The case of a solitary entrepreneur is not common when thinking about China’s extraordinary growth story since it is the country’s corporate titans that attract the most attention. The big companies power ahead with overseas acquisitions, complete record-breaking IPOs, and introduce innovative technologies. But it is important not to overlook the 73 million small and micro-sized businesses that make an important contribution to national economic development.

There is enormous diversity among these small businesses. Many are run by individuals – such as a farmer selling their produce or a parent operating an online store in their spare time. Others are slightly larger, such as a local mechanic that employs some assistants. Despite the wide range of companies in this category, there is one longstanding issue that affects them all – namely, difficult access to credit.

The inability to get a small business loan does not just stifle expansion. It can also impact chances of survival, due to cash flow issues. A small business, for example, might need a short-term loan to carry on operating when it is waiting on several overdue payments.

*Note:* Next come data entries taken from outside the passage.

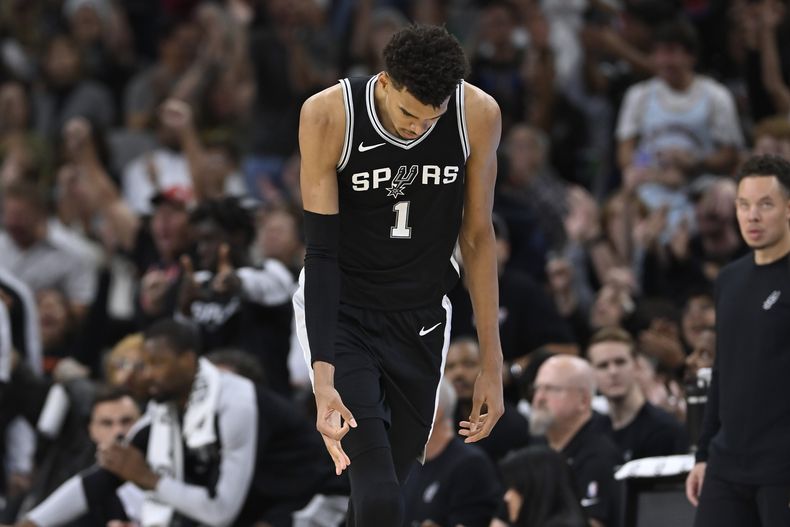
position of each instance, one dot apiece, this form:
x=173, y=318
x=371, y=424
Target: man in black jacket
x=742, y=475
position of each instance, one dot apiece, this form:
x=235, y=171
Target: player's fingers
x=482, y=430
x=474, y=417
x=339, y=457
x=345, y=413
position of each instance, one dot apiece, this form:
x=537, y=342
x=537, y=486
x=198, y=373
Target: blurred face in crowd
x=768, y=144
x=22, y=221
x=125, y=365
x=112, y=419
x=13, y=107
x=673, y=64
x=168, y=374
x=496, y=27
x=615, y=368
x=557, y=398
x=526, y=153
x=461, y=368
x=279, y=236
x=62, y=62
x=608, y=308
x=699, y=315
x=763, y=211
x=53, y=315
x=170, y=230
x=86, y=25
x=178, y=49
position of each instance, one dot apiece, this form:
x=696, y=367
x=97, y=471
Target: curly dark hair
x=426, y=60
x=767, y=165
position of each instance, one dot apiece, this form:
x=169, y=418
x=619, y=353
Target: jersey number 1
x=401, y=228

Data from a World Bank report on financial inclusion helps put this problem into perspective. Only 14% of China’s small businesses have access to loans or line of credits, compared to 27% of smaller firms in G20 countries. The same report cites a survey highlighting a number of reasons that small-scale entrepreneur might not apply for a line of credit. These include complex application processes, the insufficient size of the loan, and a belief that it would not be approved anyway.

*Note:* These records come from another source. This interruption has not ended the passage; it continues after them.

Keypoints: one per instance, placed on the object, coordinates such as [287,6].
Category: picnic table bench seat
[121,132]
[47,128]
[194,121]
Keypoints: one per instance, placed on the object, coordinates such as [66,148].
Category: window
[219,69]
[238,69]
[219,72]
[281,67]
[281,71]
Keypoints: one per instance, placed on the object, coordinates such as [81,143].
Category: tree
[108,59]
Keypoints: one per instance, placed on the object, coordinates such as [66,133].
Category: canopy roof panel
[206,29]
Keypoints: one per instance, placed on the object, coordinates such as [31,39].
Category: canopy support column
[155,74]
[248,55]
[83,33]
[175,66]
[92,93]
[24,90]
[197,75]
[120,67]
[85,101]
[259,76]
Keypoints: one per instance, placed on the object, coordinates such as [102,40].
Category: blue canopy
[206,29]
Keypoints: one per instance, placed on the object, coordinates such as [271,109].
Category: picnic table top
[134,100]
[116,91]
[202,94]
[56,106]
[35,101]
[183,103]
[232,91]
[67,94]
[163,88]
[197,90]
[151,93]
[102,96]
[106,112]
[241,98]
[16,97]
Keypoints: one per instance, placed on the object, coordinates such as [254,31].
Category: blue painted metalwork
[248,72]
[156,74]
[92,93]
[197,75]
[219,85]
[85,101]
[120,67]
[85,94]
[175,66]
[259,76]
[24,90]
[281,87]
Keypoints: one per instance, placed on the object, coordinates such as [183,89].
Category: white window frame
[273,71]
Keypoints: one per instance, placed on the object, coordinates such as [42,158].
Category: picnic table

This situation might sound somewhat strange since China has the biggest banks in the world. But large banks with their traditional brick and mortar business models, favor a paper-based application process which is not designed to handle many thousands of small business loans. Large banks also tend to have little information about the creditworthiness of small businesses, while they are also cautious about lending to borrowers with no collateral.

The solution lies in a new banking business model that takes advantage of the latest technology. At MYbank we have integrated cloud computing, artificial intelligence, and real-time risk management to create a solution that allows us to quickly meet the demands of millions of small business owners. With just 400 employees, more than half of whom are AI experts and risk management scientist, we have already extended credit to more than seven million firms, with a total value exceeding RMB 700 billion yuan ($110 billion) as of March 2018.

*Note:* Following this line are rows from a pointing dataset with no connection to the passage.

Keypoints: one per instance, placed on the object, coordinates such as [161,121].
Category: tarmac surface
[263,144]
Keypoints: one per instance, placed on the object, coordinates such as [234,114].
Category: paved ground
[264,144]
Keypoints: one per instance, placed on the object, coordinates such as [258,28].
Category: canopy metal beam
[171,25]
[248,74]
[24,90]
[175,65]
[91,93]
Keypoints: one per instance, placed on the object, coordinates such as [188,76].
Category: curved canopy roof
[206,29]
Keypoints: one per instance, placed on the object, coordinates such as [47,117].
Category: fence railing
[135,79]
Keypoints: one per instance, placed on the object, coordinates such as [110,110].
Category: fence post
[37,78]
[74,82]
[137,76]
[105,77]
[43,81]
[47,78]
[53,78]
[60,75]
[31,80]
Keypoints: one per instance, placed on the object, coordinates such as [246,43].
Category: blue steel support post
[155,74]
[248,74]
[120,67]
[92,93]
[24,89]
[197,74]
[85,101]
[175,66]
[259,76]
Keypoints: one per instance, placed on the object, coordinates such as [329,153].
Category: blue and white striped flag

The trick is to use artificial intelligence to automate the application process. It takes only less than 3 minutes to apply for a loan on one’s mobile phone, while approval takes less than 1 second without any human intervention. Our risk assessment AI ensures that money goes to creditworthy businesses, and our non-performing loan ratio is around one percent – a level significantly lower than when the big banks make small business loans.

Our business model fits into a broader shift in China towards an inclusive digital financial ecosystem. The most dramatic development in recent years is that incredible growth in the use of mobile payment platforms, an area where China is clearly the world leader. Consumers no longer need to carry coins and notes around with them, while businesses can avoid the transaction costs associated with cash and cards.

The next step is to support technological innovation in inclusive finance so more small businesses and farmers can access the funding they need to survive or scale up. This is another area where China is also in the lead, where regulators are playing a highly supportive role. This year, we have already seen a significant acceleration of technology adoption among major Chinese banks, which have set their up their own inclusive finance departments and while at the same time partnering with FinTech companies to reach small businesses and farmers that were traditionally too costly to serve.

This is a business model that is not limited to China, as the International Finance Corporation and other global development banks have expressed interest in how smart lending can be applied in other countries, especially with regards to supporting farmers.

The economic impact of providing widespread access to credit for China’s small companies will be significant, as it will allow more people to set up on their own and try out new business ideas in the real economy. In effect, it is a way to empower the entrepreneurial spirit. Some of China’s largest companies started out as tiny companies with a will to succeed. The small businesses we lend to today could be on their first steps to greatness. All they need is access to the credit that has for so long been out of their reach.